Unfortunately, U.S. buyers will not be able to get several features available on European-spec cars, like Dynamic Chassis Control that allows for three settings– comfort, normal and sport–of the car’s shock absorbers. Other items like dynamic cruise control will also not make it to the States. HID headlights, standard on the outgoing model, will be optional on the new car.
The U.S. VW folks say they kept the standard equipment list limited in order to keep down the cost of the three- or five-door hatch (the five-door is a $500 option). But the standard feature list is quite high, so don’t think all the models we get will be strippers. Official prices were not released at our initial test drive, but expect the car to start around $24,000, making it relative bargain in the front-drive sporty market.

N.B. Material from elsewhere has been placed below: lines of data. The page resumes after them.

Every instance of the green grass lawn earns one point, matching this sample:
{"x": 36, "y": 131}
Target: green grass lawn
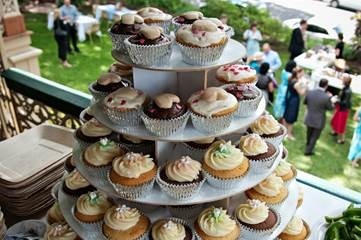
{"x": 330, "y": 161}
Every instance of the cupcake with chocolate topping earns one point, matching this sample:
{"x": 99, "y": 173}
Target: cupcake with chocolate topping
{"x": 260, "y": 153}
{"x": 172, "y": 229}
{"x": 269, "y": 129}
{"x": 124, "y": 106}
{"x": 181, "y": 179}
{"x": 133, "y": 175}
{"x": 128, "y": 25}
{"x": 212, "y": 109}
{"x": 224, "y": 165}
{"x": 122, "y": 222}
{"x": 201, "y": 43}
{"x": 248, "y": 97}
{"x": 107, "y": 83}
{"x": 76, "y": 185}
{"x": 257, "y": 220}
{"x": 91, "y": 207}
{"x": 165, "y": 115}
{"x": 149, "y": 47}
{"x": 215, "y": 223}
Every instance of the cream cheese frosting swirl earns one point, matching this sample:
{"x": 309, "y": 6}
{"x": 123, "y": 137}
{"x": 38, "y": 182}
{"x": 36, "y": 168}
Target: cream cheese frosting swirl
{"x": 121, "y": 218}
{"x": 102, "y": 153}
{"x": 253, "y": 145}
{"x": 223, "y": 156}
{"x": 132, "y": 165}
{"x": 215, "y": 222}
{"x": 253, "y": 212}
{"x": 271, "y": 186}
{"x": 183, "y": 170}
{"x": 265, "y": 124}
{"x": 168, "y": 230}
{"x": 92, "y": 203}
{"x": 294, "y": 227}
{"x": 60, "y": 231}
{"x": 75, "y": 181}
{"x": 93, "y": 128}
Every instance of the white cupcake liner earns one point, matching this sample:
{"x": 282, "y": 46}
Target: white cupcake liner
{"x": 132, "y": 192}
{"x": 163, "y": 128}
{"x": 118, "y": 41}
{"x": 179, "y": 192}
{"x": 149, "y": 55}
{"x": 255, "y": 234}
{"x": 211, "y": 124}
{"x": 201, "y": 55}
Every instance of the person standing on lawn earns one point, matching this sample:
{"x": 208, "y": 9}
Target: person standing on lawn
{"x": 318, "y": 102}
{"x": 69, "y": 13}
{"x": 298, "y": 39}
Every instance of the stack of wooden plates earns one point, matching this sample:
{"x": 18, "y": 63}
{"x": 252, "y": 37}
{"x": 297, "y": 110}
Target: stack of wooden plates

So while this new GTI looks much like the fifth-generation car, every body panel (save for the roof) is different. The interior, likewise, is further refined with a better-looking center stack and chrome-trimmed gauge cluster. And yes, the plaid cloth seats are still part of the package. Some things from the ’70s just never go out of fashion.
The base transmission is a six-speed automatic with a six-speed dual-clutch tranny as an option. VW says a seventh gear, available on other VW models, is not necessary here because of the engine’s 207 lb-ft of torque. We sampled them and like both for different reasons. But if we’re headed to our garage, we’d save the $1,200 (approximately) on the DSG and spend it elsewhere…the six-speed manual is damn good.
On our initial test drive of the car, we found it to be quick and fun to drive, which has long been the GTI’s trademark. A decent rumble is emitted from the twin tailpipes, and while 200 horsepower may seem anemic amidst all the 500-horsepower ground beaters available today–the car doesn’t lack for oomph.
The sixth-generation car features subtle changes from its immediate predecessor but can easily trace its lineage back several decades, and is a worthy successor to the hallowed GTI badge.